• Musicians, chemists use sound to better

    From ScienceDaily@1:317/3 to All on Thu Feb 17 21:30:42 2022
    Musicians, chemists use sound to better understand science
    The use of sonification to understand the physical mechanisms of protein folding led to a new discovery about the ways a protein can fold.

    Date:
    February 17, 2022
    Source:
    University of Illinois at Urbana-Champaign, News Bureau
    Summary:
    A team of researchers from music, chemistry and computer science
    is using sound to better understand biochemical processes such as
    the physical mechanisms of protein folding.



    FULL STORY ========================================================================== Musicians are helping scientists analyze data, teach protein folding
    and make new discoveries through sound.


    ==========================================================================
    A team of researchers at the University of Illinois Urbana-Champaign
    is using sonification -- the use of sound to convey information --
    to depict biochemical processes and better understand how they happen.

    Music professor and composer Stephen Andrew Taylor; chemistry professor
    and biophysicist Martin Gruebele; and Illinois music and computer
    science alumna, composer and software designer Carla Scaletti formed the Biophysics Sonification Group, which has been meeting weekly on Zoom
    since the beginning of the pandemic. The group has experimented with
    using sonification in Gruebele's research into the physical mechanisms
    of protein folding, and its work recently allowed Gruebele to make a
    new discovery about the ways a protein can fold.

    Taylor's musical compositions have long been influenced by science, and
    recent works represent scientific data and biological processes. Gruebele
    also is a musician who built his own pipe organ that he plays and uses
    to compose music.

    The idea of working together on sonification struck a chord with them,
    and they've been collaborating for several years. Through her company,
    Symbolic Sound Corp., Scaletti develops a digital audio software and
    hardware sound design system called Kyma that is used by many musicians
    and researchers, including Taylor.

    Scaletti created an animated visualization paired with sound that
    illustrated a simplified protein-folding process, and Gruebele and Taylor
    used it to introduce key concepts of the process to students and gauge
    whether it helped with their understanding. They found that sonification complemented and reinforced the visualizations and that, even for experts,
    it helped increase intuition for how proteins fold and misfold over
    time. The Biophysics Sonification Group -- which also includes chemistry professor Taras Pogorelov, former chemistry graduate student (now alumna) Meredith Rickard, composer and pipe organist Franz Danksagmu"ller of
    the Lu"beck Academy of Music in Germany, and Illinois electrical and
    computer engineering alumnus Kurt Hebel of Symbolic Sound -- described
    using sonification in teaching in the Journal of Chemical Education.

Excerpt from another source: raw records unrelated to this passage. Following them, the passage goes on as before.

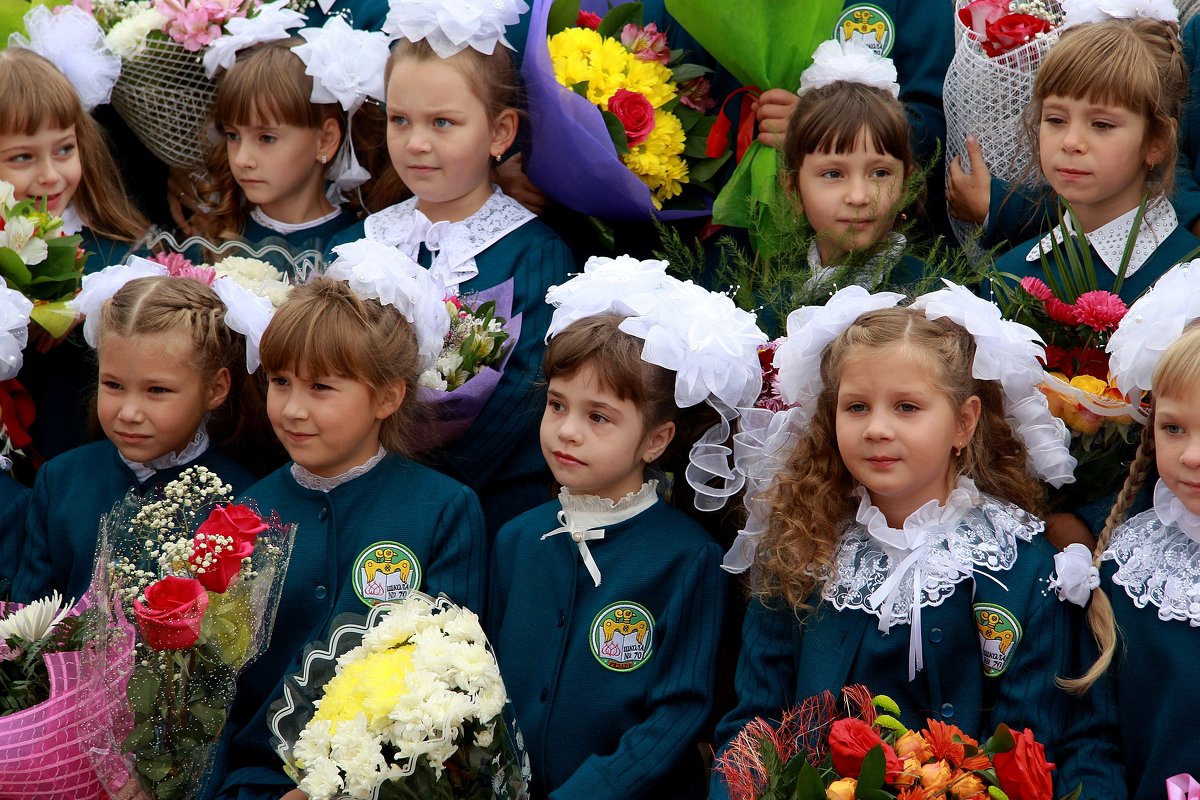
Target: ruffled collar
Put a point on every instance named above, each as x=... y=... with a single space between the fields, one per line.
x=586 y=517
x=1109 y=240
x=453 y=245
x=1158 y=559
x=893 y=572
x=286 y=228
x=195 y=449
x=318 y=483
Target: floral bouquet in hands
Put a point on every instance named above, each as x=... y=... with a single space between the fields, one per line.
x=39 y=260
x=43 y=702
x=202 y=578
x=477 y=348
x=408 y=704
x=619 y=124
x=861 y=751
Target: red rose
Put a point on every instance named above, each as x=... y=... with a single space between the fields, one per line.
x=588 y=19
x=171 y=618
x=635 y=114
x=850 y=740
x=237 y=522
x=1011 y=31
x=1024 y=771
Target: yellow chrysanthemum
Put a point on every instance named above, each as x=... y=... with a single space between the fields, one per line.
x=371 y=686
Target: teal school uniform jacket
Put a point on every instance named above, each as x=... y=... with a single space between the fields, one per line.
x=396 y=511
x=786 y=660
x=600 y=720
x=499 y=456
x=71 y=493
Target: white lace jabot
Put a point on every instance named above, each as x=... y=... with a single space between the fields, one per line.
x=454 y=245
x=1158 y=558
x=318 y=483
x=586 y=516
x=195 y=449
x=894 y=572
x=1109 y=240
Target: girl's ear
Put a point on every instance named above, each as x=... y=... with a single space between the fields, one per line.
x=504 y=131
x=657 y=441
x=329 y=140
x=219 y=390
x=389 y=400
x=969 y=419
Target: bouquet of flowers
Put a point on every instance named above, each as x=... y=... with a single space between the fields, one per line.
x=1000 y=44
x=202 y=577
x=618 y=120
x=472 y=361
x=407 y=704
x=42 y=702
x=39 y=260
x=862 y=750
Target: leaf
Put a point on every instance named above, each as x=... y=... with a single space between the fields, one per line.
x=627 y=13
x=563 y=14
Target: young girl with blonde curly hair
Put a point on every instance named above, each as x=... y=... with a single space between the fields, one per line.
x=901 y=498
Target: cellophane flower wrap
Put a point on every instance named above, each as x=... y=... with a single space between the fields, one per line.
x=193 y=579
x=856 y=746
x=45 y=703
x=407 y=703
x=478 y=346
x=618 y=120
x=999 y=47
x=40 y=260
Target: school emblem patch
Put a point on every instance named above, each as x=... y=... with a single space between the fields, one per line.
x=999 y=636
x=385 y=571
x=623 y=636
x=867 y=24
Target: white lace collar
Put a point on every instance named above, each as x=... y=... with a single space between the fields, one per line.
x=586 y=516
x=1109 y=240
x=1158 y=561
x=318 y=483
x=286 y=228
x=195 y=449
x=893 y=572
x=454 y=245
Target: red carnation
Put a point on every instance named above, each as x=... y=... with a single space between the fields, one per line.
x=1101 y=311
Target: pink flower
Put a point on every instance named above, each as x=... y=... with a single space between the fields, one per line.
x=588 y=19
x=647 y=43
x=1037 y=288
x=694 y=94
x=1101 y=311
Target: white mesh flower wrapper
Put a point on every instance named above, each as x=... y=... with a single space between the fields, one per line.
x=985 y=97
x=165 y=96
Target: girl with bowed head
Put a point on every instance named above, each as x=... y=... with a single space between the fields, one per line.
x=283 y=107
x=451 y=115
x=898 y=494
x=52 y=150
x=1104 y=119
x=847 y=161
x=174 y=391
x=1151 y=564
x=342 y=355
x=609 y=591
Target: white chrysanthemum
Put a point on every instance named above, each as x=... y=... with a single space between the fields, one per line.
x=129 y=36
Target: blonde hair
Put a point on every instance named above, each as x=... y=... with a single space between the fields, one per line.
x=813 y=500
x=36 y=96
x=324 y=329
x=1135 y=64
x=1177 y=372
x=267 y=85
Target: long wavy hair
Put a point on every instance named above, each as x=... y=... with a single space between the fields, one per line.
x=811 y=501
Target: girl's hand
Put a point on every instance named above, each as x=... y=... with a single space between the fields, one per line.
x=772 y=109
x=969 y=196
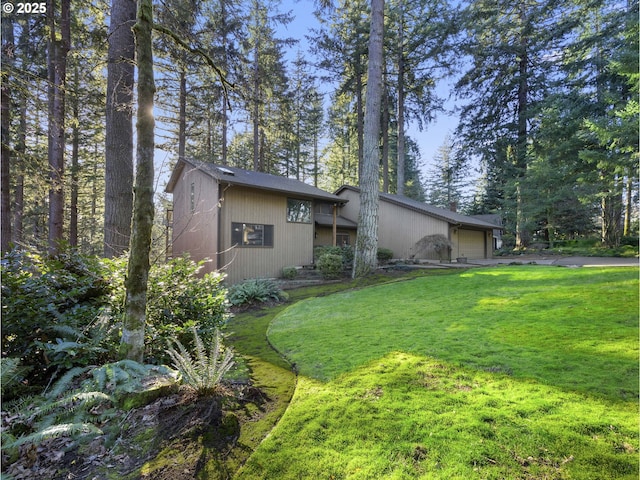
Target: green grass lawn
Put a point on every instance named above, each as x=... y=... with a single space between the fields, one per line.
x=509 y=372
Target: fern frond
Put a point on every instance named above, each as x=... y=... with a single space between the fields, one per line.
x=64 y=382
x=207 y=370
x=54 y=431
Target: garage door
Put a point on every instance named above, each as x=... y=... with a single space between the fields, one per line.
x=472 y=243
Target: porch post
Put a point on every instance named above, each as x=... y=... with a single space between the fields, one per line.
x=335 y=225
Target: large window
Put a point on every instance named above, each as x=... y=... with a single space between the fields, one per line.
x=298 y=211
x=251 y=235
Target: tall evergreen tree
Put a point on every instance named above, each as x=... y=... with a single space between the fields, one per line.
x=119 y=128
x=365 y=257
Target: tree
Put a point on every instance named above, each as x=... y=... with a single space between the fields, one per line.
x=365 y=258
x=132 y=343
x=446 y=178
x=5 y=107
x=119 y=129
x=58 y=47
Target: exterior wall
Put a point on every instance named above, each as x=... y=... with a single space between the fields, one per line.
x=292 y=242
x=399 y=228
x=324 y=236
x=195 y=229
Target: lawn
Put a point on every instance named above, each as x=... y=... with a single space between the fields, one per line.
x=508 y=372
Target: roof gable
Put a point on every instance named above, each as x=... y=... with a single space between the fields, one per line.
x=251 y=179
x=437 y=212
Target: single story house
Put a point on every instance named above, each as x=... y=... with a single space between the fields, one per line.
x=403 y=223
x=252 y=224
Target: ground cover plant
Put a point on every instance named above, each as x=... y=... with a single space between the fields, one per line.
x=510 y=372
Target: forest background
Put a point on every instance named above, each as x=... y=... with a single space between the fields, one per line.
x=546 y=95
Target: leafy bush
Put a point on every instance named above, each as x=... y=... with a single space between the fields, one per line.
x=80 y=402
x=331 y=266
x=53 y=311
x=63 y=311
x=177 y=300
x=345 y=252
x=289 y=273
x=384 y=255
x=255 y=291
x=206 y=369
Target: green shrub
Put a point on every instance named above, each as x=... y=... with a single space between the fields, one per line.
x=384 y=255
x=255 y=291
x=177 y=300
x=204 y=371
x=345 y=252
x=79 y=403
x=53 y=311
x=289 y=273
x=330 y=266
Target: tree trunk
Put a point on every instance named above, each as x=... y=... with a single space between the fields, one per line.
x=5 y=126
x=132 y=343
x=75 y=167
x=400 y=174
x=385 y=137
x=182 y=120
x=365 y=259
x=59 y=43
x=118 y=195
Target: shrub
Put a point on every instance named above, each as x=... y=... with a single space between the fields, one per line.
x=177 y=300
x=345 y=252
x=53 y=311
x=80 y=402
x=384 y=255
x=206 y=369
x=330 y=265
x=289 y=273
x=255 y=291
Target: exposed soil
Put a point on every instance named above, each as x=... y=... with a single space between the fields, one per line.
x=176 y=437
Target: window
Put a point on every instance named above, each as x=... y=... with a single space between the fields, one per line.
x=298 y=211
x=251 y=235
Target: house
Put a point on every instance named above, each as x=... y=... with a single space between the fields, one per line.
x=252 y=224
x=249 y=224
x=403 y=222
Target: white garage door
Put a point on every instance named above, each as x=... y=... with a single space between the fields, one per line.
x=472 y=243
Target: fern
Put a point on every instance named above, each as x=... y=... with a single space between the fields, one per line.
x=64 y=383
x=205 y=370
x=54 y=431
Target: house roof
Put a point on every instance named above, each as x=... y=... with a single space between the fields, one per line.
x=326 y=220
x=453 y=218
x=246 y=178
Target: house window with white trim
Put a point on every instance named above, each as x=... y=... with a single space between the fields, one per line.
x=251 y=234
x=298 y=211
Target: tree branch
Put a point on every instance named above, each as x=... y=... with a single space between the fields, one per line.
x=199 y=51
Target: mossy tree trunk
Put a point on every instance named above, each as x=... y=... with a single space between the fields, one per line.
x=365 y=259
x=132 y=343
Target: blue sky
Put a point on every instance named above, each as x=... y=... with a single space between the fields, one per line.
x=429 y=140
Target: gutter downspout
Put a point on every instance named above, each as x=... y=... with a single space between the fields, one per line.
x=335 y=225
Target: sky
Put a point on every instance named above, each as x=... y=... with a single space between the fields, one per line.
x=429 y=140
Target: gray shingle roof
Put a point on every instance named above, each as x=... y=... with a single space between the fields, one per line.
x=441 y=213
x=247 y=178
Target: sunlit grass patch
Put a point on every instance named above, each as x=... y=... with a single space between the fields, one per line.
x=407 y=416
x=574 y=328
x=517 y=372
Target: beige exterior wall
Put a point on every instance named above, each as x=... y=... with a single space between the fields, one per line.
x=195 y=224
x=324 y=236
x=399 y=228
x=292 y=242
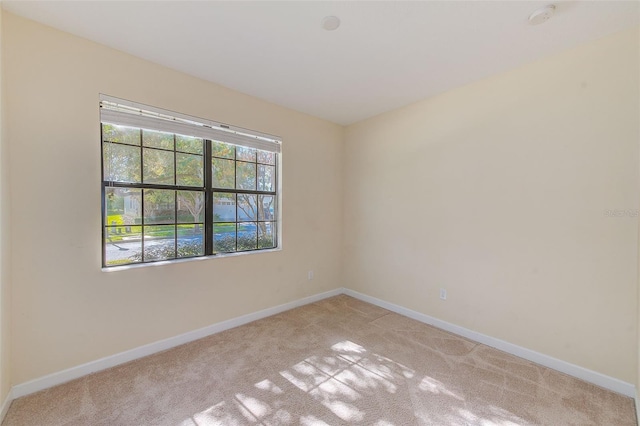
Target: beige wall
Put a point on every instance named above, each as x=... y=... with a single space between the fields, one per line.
x=497 y=191
x=66 y=311
x=5 y=253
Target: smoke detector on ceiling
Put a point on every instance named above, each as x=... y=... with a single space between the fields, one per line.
x=330 y=23
x=542 y=15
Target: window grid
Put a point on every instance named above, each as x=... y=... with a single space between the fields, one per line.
x=264 y=225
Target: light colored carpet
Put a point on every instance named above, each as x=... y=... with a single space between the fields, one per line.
x=336 y=362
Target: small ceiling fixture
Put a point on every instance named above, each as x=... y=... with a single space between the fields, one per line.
x=542 y=15
x=330 y=23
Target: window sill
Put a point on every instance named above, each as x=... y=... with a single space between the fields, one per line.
x=188 y=259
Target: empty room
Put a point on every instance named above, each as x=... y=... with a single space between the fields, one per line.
x=319 y=213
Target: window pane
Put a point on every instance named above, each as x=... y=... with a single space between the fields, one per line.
x=189 y=144
x=246 y=154
x=120 y=134
x=190 y=240
x=223 y=173
x=121 y=163
x=159 y=242
x=266 y=207
x=245 y=175
x=190 y=206
x=224 y=150
x=123 y=245
x=266 y=157
x=266 y=178
x=122 y=206
x=224 y=237
x=224 y=207
x=159 y=206
x=158 y=166
x=189 y=171
x=157 y=139
x=247 y=236
x=247 y=207
x=266 y=235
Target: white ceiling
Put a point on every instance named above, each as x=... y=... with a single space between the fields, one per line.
x=386 y=54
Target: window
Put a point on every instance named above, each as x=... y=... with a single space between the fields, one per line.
x=175 y=186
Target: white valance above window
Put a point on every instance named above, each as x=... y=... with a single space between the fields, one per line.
x=126 y=113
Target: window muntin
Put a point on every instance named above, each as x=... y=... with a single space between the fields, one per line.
x=160 y=203
x=244 y=198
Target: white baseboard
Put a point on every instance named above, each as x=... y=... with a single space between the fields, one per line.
x=585 y=374
x=6 y=404
x=142 y=351
x=60 y=377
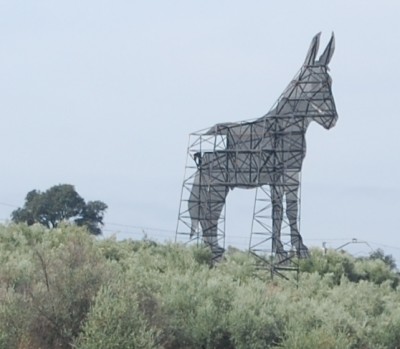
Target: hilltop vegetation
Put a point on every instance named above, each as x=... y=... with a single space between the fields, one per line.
x=63 y=288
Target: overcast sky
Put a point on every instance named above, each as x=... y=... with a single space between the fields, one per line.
x=103 y=95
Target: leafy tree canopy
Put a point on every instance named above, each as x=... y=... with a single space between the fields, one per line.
x=60 y=202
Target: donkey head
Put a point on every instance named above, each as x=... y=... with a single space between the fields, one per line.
x=309 y=95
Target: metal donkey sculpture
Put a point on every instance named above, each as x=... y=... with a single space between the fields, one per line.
x=266 y=151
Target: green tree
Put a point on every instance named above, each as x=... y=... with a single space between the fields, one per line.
x=60 y=203
x=387 y=259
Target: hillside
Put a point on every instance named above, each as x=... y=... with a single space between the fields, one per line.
x=63 y=288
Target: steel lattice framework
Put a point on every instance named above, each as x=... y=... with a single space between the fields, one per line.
x=267 y=154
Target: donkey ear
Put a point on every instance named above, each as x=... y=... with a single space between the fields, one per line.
x=312 y=51
x=328 y=53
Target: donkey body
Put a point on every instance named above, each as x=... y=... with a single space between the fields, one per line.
x=267 y=151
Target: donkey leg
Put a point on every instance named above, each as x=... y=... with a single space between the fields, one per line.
x=277 y=217
x=292 y=200
x=215 y=201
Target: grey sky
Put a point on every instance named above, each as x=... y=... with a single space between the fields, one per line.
x=103 y=95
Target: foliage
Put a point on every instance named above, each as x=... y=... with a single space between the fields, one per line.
x=57 y=204
x=65 y=289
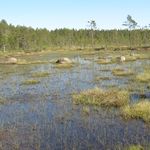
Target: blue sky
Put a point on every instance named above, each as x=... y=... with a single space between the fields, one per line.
x=52 y=14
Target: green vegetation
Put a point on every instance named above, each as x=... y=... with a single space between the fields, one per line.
x=134 y=147
x=99 y=97
x=144 y=77
x=2 y=101
x=40 y=74
x=140 y=110
x=86 y=110
x=21 y=38
x=30 y=82
x=121 y=72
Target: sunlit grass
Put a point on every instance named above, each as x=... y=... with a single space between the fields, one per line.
x=140 y=110
x=99 y=97
x=40 y=74
x=31 y=82
x=144 y=77
x=104 y=61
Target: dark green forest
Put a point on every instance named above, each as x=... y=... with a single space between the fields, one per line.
x=16 y=38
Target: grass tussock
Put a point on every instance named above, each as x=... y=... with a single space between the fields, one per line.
x=144 y=77
x=40 y=74
x=140 y=110
x=121 y=72
x=31 y=82
x=99 y=97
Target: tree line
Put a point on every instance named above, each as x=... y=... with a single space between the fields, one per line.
x=16 y=38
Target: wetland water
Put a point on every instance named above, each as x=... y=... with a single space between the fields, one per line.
x=43 y=116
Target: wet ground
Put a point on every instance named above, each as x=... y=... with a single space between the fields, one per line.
x=43 y=116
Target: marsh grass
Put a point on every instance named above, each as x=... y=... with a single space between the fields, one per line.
x=121 y=72
x=140 y=110
x=40 y=74
x=130 y=58
x=2 y=101
x=104 y=61
x=24 y=62
x=86 y=110
x=143 y=77
x=134 y=147
x=101 y=78
x=31 y=82
x=99 y=97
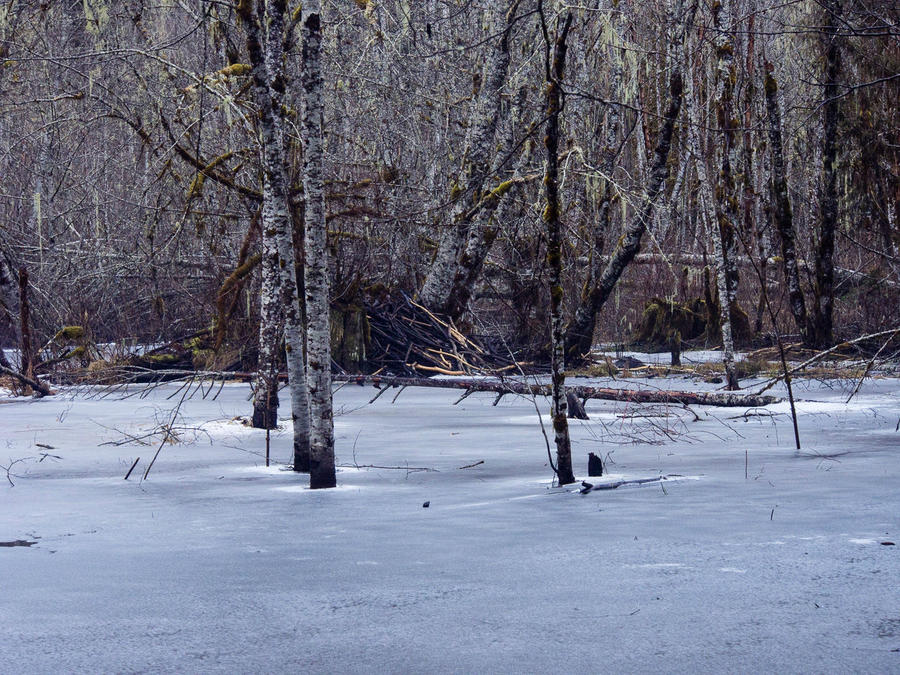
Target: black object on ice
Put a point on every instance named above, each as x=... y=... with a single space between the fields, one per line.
x=595 y=465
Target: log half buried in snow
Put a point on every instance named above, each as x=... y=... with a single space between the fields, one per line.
x=501 y=387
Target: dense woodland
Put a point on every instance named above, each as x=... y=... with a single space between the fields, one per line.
x=316 y=188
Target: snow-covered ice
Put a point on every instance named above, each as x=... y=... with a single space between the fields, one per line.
x=750 y=558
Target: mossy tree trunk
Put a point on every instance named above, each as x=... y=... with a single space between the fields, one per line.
x=723 y=230
x=476 y=165
x=496 y=209
x=782 y=214
x=584 y=321
x=579 y=338
x=821 y=326
x=552 y=213
x=321 y=440
x=280 y=298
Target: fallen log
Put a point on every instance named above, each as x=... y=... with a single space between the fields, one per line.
x=39 y=387
x=504 y=386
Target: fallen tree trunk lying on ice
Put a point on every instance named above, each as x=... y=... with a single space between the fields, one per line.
x=503 y=387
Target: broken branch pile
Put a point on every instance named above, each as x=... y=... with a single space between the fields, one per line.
x=501 y=387
x=406 y=339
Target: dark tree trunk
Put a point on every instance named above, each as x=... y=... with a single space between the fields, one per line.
x=580 y=332
x=26 y=344
x=552 y=212
x=782 y=215
x=821 y=333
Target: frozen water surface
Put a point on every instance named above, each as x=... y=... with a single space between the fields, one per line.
x=750 y=559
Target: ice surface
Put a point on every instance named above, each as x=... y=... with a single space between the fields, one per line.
x=759 y=559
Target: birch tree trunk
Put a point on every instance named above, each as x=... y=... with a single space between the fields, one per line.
x=552 y=213
x=821 y=324
x=782 y=215
x=722 y=231
x=280 y=301
x=584 y=320
x=436 y=290
x=321 y=438
x=484 y=228
x=579 y=337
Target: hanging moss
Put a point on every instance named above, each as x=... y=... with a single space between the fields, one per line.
x=664 y=318
x=69 y=334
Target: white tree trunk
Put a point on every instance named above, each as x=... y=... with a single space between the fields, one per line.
x=280 y=297
x=723 y=229
x=477 y=155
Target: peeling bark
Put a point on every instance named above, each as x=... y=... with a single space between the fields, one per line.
x=484 y=230
x=579 y=338
x=552 y=212
x=281 y=302
x=436 y=291
x=723 y=229
x=821 y=326
x=584 y=319
x=782 y=214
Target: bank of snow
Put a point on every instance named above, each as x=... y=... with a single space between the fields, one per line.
x=755 y=560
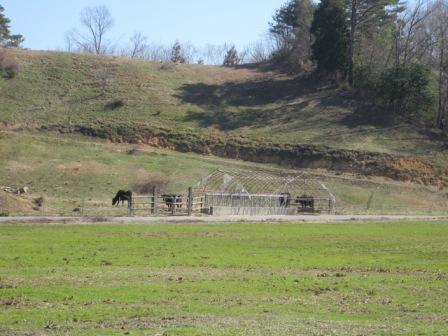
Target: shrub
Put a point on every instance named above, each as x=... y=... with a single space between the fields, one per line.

    Gruebele and his research team use supercomputers to run simulations
    of proteins folding into a specific structure, a process that relies
    on a complex pattern of many interactions. The simulation reveals the
    multiple pathways the proteins take as they fold, and also shows when
    they misfold or get stuck in the wrong shape -- something thought to be
    related to a number of diseases such as Alzheimer's and Parkinson's.



    ==========================================================================
    The researchers use the simulation data to gain insight into the process.

    Nearly all data analysis is done visually, Gruebele said, but massive
    amounts of data generated by the computer simulations -- representing
    hundreds of thousands of variables and millions of moments in time --
    can be very difficult to visualize.

    "In digital audio, everything is a stream of numbers, so actually it's
    quite natural to take a stream of numbers and listen to it as if it's
    a digital recording," Scaletti said. "You can hear things that you
    wouldn't see if you looked at a list of numbers and you also wouldn't
    see if you looked at an animation. There's so much going on that there
    could be something that's hidden, but you could bring it out with sound."
    For example, when the protein folds, it is surrounded by water molecules
    that are critical to the process. Gruebele said he wants to know when
    a water molecule touches and solvates a protein, but "there are 50,000
    water molecules moving around, and only one or two are doing a critical
    thing. It's impossible to see." However, if a splashy sound occurred
    every time a water molecule touched a specific amino acid, that would
    be easy to hear.

    Taylor and Scaletti use various audio-mapping techniques to link aspects
    of proteins to sound parameters such as pitch, timbre, loudness and
    pan position.

    For example, Taylor's work uses different pitches and instruments
    to represent each unique amino acid, as well as their hydrophobic or hydrophilic qualities.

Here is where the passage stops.